I'm most concerned about hydration. I was keeping a 64 oz container of water in the fridge to measure how much I had been drinking and was doing pretty well for like the first week. Now water seems to be giving me problems.

I'm the kind of person who would chug water, every morning, every evening, the middle of the night. I keep these frosty mugs in the freezer and would pull one of them out several times a day, fill them up two, maybe three times and chug glorious life-giving water. Well those days are over. Not only do I have to take little sips (I'm almost up to half a gulp though!), but water actually makes me feel I'll. I though it was the weirdest thing until my niece concurred that she couldn't drink straight water either.
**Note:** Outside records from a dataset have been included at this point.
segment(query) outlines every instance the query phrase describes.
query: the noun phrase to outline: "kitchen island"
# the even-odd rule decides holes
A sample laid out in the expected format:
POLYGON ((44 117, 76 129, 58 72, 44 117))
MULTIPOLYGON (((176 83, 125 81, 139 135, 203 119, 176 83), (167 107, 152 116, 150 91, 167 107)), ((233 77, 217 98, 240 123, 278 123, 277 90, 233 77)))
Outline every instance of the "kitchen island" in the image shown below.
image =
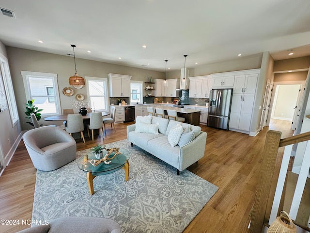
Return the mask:
POLYGON ((165 111, 165 114, 168 110, 176 110, 178 116, 185 118, 185 123, 190 124, 191 125, 199 126, 200 121, 200 110, 198 109, 191 109, 184 108, 177 108, 175 107, 170 107, 168 106, 155 106, 155 109, 162 108, 165 111))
So now I am attempting adding Crystal Light powder to my water to make it more palatable and go down better. I attempted Gatorade but I don't think it agreed with me. Yesterday I started some Vitamin Water and that didn't hurt as bas as Gatorade. The only thing I've found that works ok and actually eases any nausea/I'll feeling is Ginger Beer. No, not Ginger ale, that would be too easy, and cost efficient. It's this all natural Jamaican style beverage. And oh yeah, I have to open the bottle well in advance and then stir it in a glass until all the bubbles go away.

Usually the saying goes "No News is Good News" right? Unfortunately in my case the opposite is true. But I realize that most of you are reading this blog to keep track of my progress and I don't want to be a Nervous Nelly or a Debby Downer. I'd rather focus on the triumphs and successes. They will just be few and far between and this process of recovery will take much longer than I originally thought.